The holidays are a time for bringing family together and sharing gifts as an expression of love.
Alas, those same activities can produce stress, last-minute chaos and mountains of extraneous stuff.
For advice on how to spend less and enjoy the holidays more, we turned to two Bellingham people, Sam Drake and Julie Clarke, who make it their business to help people de-clutter their lives.
What can you do with an onslaught of gifts if you're already facing overstuffed closets and a garage that bulges with everything but the car?
First, cull what you own, then design smart storage, says Drake, the owner of Drake Closet Design. Though Drake builds custom storage professionally, he also offers ideas that homeowners can implement on their own.
He suggests that people put up a shed so they can move their lawnmowers, rakes, weed-eaters, leaf-blowers and other garden tools out of the garage. A ready-built outdoor shed can be cheaper than a garage storage system.
Then, measure your newfound space in the garage, and buy large, freestanding, wire-shelving units.
"Adjustable shelves are a must," Drake says. "You'll want to group similar items. You don't want to be an inch shy, so all your camping gear is in one area except for the one item that doesn't fit."
The shelves can hold clear plastic bins with snap-on lids and with labels listing what's inside. Now you have neat rows of easy-access dry storage for everything, including holiday décor, that used to clog your closets.
Another solution that doesn't require a professional is wire racks that hang from the garage ceiling, Drake says. The 4-foot-square racks adjust for different ceiling heights and can accommodate six clear plastic bins. That creates a storage loft for holiday decorations and memorabilia, which are safer in the garage than in a damp basement.
A storage loft requires a stepladder to access, but you only need holiday items once a year, and it frees up space lower in the garage for items you need everyday.
But remember, sort first.
"Too many clothes or toys are a distraction from what you really like," Drake says. "Make room for important things."
Julie Clarke, the owner of Organized at Last, says making a plan is the first step toward creating memorable holidays, because planning is the key to less stress and more fun.
A few examples: Use a notebook or smartphone to keep track of decorating and gift ideas. Establish a file for gift receipts. Ask family members to jot down what they enjoyed about past holidays; that's where you should concentrate your energy and time.
"Be deliberate and intentional," Clarke says. "What's meaningful for you and your family?"
Her holiday plan is driven by her mantra: Do less, spend less, enjoy more.
For young families, the plan includes sorting the kids' toys to eliminate what's outgrown and unloved.
"If you add new stuff to existing stuff, you're setting yourself up for chaos," Clarke says. "Teach kids to be mindful of others. It's a good life skill; teaching children to let go."
If you're having people over for the holidays, start early to prepare for houseguests.
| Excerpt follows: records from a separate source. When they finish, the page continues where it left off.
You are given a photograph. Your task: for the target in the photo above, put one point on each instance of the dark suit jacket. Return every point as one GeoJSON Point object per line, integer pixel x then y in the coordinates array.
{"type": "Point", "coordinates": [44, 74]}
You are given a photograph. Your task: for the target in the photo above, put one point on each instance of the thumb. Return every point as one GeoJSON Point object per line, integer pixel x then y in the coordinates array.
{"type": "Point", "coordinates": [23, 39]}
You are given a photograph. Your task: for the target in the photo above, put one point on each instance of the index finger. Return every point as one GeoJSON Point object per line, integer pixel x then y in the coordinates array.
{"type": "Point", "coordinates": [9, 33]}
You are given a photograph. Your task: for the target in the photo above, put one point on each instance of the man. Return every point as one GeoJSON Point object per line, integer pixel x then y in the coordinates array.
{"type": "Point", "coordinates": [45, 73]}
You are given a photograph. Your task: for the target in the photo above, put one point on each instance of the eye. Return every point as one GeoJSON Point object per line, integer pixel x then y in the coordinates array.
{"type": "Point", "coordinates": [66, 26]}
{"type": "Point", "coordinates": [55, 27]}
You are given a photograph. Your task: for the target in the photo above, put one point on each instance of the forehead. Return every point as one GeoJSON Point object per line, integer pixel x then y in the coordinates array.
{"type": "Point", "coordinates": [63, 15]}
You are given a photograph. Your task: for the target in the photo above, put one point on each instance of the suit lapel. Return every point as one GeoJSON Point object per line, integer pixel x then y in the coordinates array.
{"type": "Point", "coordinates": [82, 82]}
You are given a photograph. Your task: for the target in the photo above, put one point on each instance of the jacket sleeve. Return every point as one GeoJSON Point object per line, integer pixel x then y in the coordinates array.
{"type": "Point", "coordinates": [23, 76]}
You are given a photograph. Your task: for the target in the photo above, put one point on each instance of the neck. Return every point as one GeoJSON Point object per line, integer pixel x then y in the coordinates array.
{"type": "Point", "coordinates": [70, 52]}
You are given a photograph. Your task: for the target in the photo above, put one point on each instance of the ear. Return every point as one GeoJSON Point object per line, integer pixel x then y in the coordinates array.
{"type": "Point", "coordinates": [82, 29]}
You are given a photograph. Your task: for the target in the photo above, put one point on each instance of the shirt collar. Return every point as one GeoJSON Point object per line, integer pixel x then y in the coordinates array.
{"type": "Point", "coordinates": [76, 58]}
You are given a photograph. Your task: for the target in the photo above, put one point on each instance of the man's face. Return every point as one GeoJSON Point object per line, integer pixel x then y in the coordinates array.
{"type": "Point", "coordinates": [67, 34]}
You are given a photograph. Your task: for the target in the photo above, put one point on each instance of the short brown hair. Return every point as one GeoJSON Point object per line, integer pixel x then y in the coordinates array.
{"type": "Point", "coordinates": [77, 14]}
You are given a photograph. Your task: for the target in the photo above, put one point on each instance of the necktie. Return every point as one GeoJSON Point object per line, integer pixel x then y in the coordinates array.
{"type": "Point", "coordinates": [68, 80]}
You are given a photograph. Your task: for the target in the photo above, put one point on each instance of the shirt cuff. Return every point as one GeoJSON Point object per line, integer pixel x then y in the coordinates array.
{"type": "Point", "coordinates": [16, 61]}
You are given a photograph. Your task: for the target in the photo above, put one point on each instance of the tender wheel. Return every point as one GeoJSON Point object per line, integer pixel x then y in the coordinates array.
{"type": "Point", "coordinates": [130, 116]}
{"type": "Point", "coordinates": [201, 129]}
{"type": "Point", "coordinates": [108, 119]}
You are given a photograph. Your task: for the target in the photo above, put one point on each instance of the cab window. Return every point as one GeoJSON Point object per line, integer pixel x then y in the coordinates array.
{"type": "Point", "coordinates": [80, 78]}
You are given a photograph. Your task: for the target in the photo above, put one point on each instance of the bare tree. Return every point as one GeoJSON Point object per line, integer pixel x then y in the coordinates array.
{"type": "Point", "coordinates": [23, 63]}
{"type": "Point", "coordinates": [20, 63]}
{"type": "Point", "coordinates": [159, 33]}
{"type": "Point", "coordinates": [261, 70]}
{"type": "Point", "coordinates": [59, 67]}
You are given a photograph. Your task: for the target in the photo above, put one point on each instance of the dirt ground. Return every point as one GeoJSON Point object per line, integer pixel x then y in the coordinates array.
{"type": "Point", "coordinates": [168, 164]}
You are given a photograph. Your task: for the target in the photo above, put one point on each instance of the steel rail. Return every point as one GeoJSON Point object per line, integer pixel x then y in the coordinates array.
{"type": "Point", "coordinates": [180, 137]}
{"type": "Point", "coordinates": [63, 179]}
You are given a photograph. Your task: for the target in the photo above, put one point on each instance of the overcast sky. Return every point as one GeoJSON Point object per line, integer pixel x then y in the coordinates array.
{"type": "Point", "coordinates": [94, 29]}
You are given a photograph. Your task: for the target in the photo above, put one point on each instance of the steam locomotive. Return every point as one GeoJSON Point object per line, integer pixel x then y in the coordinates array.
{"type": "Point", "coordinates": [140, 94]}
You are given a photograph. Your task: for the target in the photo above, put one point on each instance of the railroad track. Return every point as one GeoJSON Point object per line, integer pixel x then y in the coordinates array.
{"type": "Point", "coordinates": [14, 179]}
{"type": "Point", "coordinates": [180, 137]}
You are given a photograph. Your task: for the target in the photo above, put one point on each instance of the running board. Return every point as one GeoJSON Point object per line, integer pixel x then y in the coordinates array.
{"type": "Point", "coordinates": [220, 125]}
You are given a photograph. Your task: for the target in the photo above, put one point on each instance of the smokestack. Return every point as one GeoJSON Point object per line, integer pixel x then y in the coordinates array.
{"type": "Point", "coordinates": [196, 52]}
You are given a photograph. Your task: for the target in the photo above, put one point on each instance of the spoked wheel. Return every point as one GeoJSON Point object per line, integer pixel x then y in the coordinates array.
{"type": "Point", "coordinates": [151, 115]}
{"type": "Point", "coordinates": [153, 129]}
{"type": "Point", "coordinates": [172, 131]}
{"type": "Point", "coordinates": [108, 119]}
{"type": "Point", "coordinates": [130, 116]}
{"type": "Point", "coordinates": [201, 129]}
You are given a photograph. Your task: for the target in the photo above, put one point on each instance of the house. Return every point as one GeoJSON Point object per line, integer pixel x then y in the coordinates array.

Think through who's coming and where they'll sleep. It's no fun facing chaotic rooms and crammed closets when guests are imminent.
Before you haul out bins of holiday décor, put away existing items. Don't decorate if a surface is already full.
Clarke's advice: "Edit. Eliminate. Remove a piece of furniture to create space for a tree."
Fundamental to organization, she says, is to step back from the idea that more is better.
"Life is too short to fill our lives with things, and then spend our time managing things."
To reduce the need for holiday storage, Clarke recommends that people:
Use fresh greens, which can be composted afterward.
Gather bare twigs into a floor vase. Include a purchased lit "twig" among them.
Don't own holly-themed china. Instead, use chic white dishes with a tablecloth, greenery and votives. Add stones or pinecones. A single, lush poinsettia can decorate the entire kitchen.
Resist the temptation to buy more. Where would you display a lighted china holiday village? Where would you store it?
CUTTING DOWN ON HOLIDAY STUFF
Give consumable, shelf-stable gifts, such as smoked salmon. Pack a mason jar with dry ingredients for homemade soup or cookies.
Give the gift of a repair, baby-sitting or a crafting session. Share a skill, or organize a day out.
"There are so many fun things to do together, versus buying stuff nobody needs," Clarke says.
Simplify your Christmas newsletter. Clarke prints one word on a half-sheet of paper, such as PEACE, with each letter linked to one sentence of family news: "E" for a son's new employment, "A" for anticipation of two graduations, "C" for starting college. It's brief, newsy, and inexpensive.
If you need to skip Christmas cards this year, do it. Or change them to New Year's, Valentines, or Groundhog Day greetings.
Each year, take a photo of your child and make it into an ornament. As years go by, these are the keepers.